One critical detail for me was that Quod Libet's music format classes expect QL's configuration to be loaded, hence the config.init line in my script. Without that, I get all sorts of errors when loading or saving files.

#!/usr/bin/python

import os, sys, re, UserDict
from warnings import warn

from quodlibet import config
from quodlibet.formats import MusicFile

config.init(os.path.join(os.getenv("HOME") + ".quodlibet" + "config"))

class AudioFile(UserDict.DictMixin):
    """A simple class just for tag editing.

    No internal mutagen tags are exposed, or filenames or anything. So
    calling clear() won't destroy the filename field or things like
    that. Use it like a dict, then .write() it to commit the changes.

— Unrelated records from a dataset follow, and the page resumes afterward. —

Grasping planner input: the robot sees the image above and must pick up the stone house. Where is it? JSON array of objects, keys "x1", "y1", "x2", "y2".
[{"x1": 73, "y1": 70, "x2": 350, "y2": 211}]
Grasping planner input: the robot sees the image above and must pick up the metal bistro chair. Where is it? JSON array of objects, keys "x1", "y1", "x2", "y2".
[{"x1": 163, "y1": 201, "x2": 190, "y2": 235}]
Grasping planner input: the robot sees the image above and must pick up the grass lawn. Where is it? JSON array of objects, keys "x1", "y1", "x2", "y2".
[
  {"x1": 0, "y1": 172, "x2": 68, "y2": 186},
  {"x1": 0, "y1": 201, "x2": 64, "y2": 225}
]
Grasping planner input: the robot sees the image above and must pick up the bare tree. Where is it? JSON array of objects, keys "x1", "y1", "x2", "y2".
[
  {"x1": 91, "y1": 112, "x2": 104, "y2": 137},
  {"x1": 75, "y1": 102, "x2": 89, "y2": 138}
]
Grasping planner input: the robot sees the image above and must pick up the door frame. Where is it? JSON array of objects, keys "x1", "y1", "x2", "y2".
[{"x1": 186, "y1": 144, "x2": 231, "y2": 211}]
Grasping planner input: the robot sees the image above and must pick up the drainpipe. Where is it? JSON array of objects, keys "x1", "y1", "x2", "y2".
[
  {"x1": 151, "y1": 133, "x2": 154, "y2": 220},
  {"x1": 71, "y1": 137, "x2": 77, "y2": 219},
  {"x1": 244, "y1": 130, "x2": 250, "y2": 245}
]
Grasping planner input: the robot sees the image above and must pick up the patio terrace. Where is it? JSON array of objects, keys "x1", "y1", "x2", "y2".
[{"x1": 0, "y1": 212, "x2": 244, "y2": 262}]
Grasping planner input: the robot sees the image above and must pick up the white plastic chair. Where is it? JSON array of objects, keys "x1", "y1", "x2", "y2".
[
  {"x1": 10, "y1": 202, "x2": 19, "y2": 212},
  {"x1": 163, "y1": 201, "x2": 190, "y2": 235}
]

    Optional argument blacklist is a list of regexps matching
    non-transferrable tags. They will effectively be hidden, nether
    settable nor gettable.

    Or grab the actual underlying quodlibet format object from the
    .data field and get your hands dirty."""
    def __init__(self, filename, blacklist=()):
        self.data = MusicFile(filename)
        # Also exclude mutagen's internal tags
        self.blacklist = [ re.compile("^~") ] + blacklist
    def __getitem__(self, item):
        if self.blacklisted(item):
            warn("%s is a blacklisted key." % item)
        else:
            return self.data.__getitem__(item)
    def __setitem__(self, item, value):
        if self.blacklisted(item):
            warn("%s is a blacklisted key." % item)
        else:
            return self.data.__setitem__(item, value)
    def __delitem__(self, item):
        if self.blacklisted(item):
            warn("%s is a blacklisted key." % item)
        else:
            return self.data.__delitem__(item)
    def blacklisted(self, item):
        """Return True if tag is blacklisted.

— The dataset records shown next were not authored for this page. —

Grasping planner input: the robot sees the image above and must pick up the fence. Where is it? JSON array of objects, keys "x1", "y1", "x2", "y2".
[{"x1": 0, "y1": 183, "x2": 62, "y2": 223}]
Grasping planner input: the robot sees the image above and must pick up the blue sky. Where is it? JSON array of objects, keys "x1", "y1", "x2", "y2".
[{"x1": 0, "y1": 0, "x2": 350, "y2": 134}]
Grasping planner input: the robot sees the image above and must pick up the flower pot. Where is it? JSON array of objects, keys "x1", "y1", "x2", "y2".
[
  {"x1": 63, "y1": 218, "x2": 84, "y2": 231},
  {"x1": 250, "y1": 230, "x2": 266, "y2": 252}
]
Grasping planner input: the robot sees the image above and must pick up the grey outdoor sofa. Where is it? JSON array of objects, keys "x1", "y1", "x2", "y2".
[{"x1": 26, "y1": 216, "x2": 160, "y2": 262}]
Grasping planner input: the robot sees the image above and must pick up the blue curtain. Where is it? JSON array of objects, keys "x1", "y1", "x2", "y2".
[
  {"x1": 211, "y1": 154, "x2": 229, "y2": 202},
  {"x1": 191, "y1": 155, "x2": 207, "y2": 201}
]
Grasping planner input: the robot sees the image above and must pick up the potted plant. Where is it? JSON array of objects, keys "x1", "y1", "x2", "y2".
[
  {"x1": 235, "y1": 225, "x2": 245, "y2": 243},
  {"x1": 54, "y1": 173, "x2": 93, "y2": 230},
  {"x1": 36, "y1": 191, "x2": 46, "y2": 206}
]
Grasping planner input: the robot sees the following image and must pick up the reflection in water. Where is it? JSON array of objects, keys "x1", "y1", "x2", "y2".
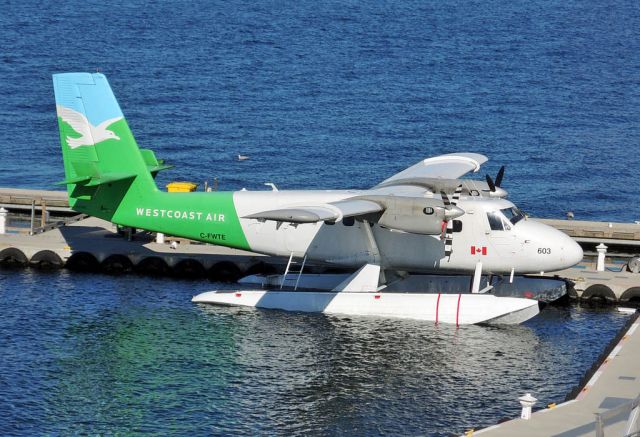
[{"x1": 0, "y1": 270, "x2": 625, "y2": 435}]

        Blacklist automatically includes internal mutagen tags (those
        beginning with a tilde)."""
        for regex in self.blacklist:
            if re.search(regex, item):
                return True
        else:
            return False
    def keys(self):
        return [ key for key in self.data.keys() if not self.blacklisted(key) ]
    def write(self):
        return self.data.write()

# A list of regexps matching non-transferrable tags, like file format
# info and replaygain info. This will not be transferred from source,
# nor deleted from destination.
blacklist_regexes = [ re.compile(s) for s in (
        'encoded',
        'replaygain',
        ) ]

def copy_tags (src, dest):
    m_src = AudioFile(src, blacklist = blacklist_regexes)
    m_dest = AudioFile(dest, blacklist = m_src.blacklist)
    m_dest.clear()
    m_dest.update(m_src)
    m_dest.write()

if __name__ == '__main__':
    if len(sys.argv[1:]) == 0:
        print "No files specified."
    if len(sys.argv[1:]) % 2 != 0:
        print "Need an even number of files."
    file_pairs = dict(zip(sys.argv[1::2],sys.argv[2::2]))
    for pair in file_pairs.iteritems():
        print """Copying tags from "%s" to "%s" """ % pair
        copy_tags(pair[0],pair[1])

I have tested this script for copying between flac, ogg, and mp3, with "standard" tags, as well as arbitrary tags. It has worked perfectly so far.

Edit: I should mention that my class is called AudioFile, the same as QLLib's, because I started out using QLLib and then switched to my own implementation, and I was too lazy to change the class name. The point is that I haven't actually used any of QLLib's code.

As for the reason that I abandoned QLLib, it didn't work for me. I suspect it was getting the same config-related errors as I was, but was silently ignoring them and simply failing to write tags.

Ryan Thompson
And, as predicted by Murphy's law, QLLib started working perfectly for me as soon as I finished writing this script.